In publications, an ‘issue’ is a discrete output, say, the January issue of a magazine. An ‘edition’ is when that January issue comes out in two or more versions, such as an Australian edition and a US edition. Daily newspapers generally come out in editions; the newspaper published on 10 January 2018 may have come out in first, second and third editions (or more), with content changes between each one. (Editions are used to make corrections or to update breaking news stories without halting production or disrupting distribution.)
Books also can be published in editions (you may see 2nd edition, 3rd edition on the imprint page), which can denote significant content changes over the earlier edition or a new print run with updated cover art.
There is no snooze button on a cat who wants breakfast.
‘Shots fired’, The Age, 25 February 2020. Sports, page 44. This is an instance where ‘several’ would have been a suitable alternative.
‘Trainers, breeders join forces for horse welfare’, The Age, 8 February 2020. News, pages 2-3. An instance where ‘a number of’ sounds like weasel words.
‘Pioneers reign down more Doom’, The Age, Green Guide, 2 April 2020, page 16. This is an error you don’t see often, where ‘reign’ and ‘rain’ are confused. It should be ‘Pioneers rain down more Doom’.

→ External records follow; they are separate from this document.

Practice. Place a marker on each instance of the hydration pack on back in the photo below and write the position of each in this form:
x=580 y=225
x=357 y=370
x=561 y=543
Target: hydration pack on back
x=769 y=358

‘Fresh injury blow for the Bombers’, The Age, 22 February 2020. Sports, page 50. Coach-in-waiting Ben Rutten looked to have the reins; his reign as senior coach will start after the 2020 season.
‘Coach’s holiday blasted’, The Age, 6 February 2020, Sports, page 40. Stead may hand over the head coaching reins (control) to the assistant coach.
‘Raikkonen’s wife slams Mercedes over crash’, The Age, 11 July 2018, Sports, page 39. Vettel may have received free rein from the crash, not free reign.
‘Warne questions Paine’s captaincy credentials’, The Age, 15 August 2018, Sports, page 47. Tim Paine may retain the Test reins, not the Test reigns.
‘City of Casey backs Team 11 with $23.8m’, The Age, 13 May 2018, Sports section, page 2. The team was bidding to secure a licence, not a license.
‘Banks gag staff to bury the toxic truth’, The Age, 8 February 2018, page 21. The royal commission was shining a spotlight on hidden practices, not hidden practises.
‘World’s largest plane moves closer to take-off’, The Age, 13 March 2018, page 9. The plane practised rolling down the runway, not practiced. This was US wire copy; in the US, ‘practice/practiced/ practicing’ is the spelling for all usages.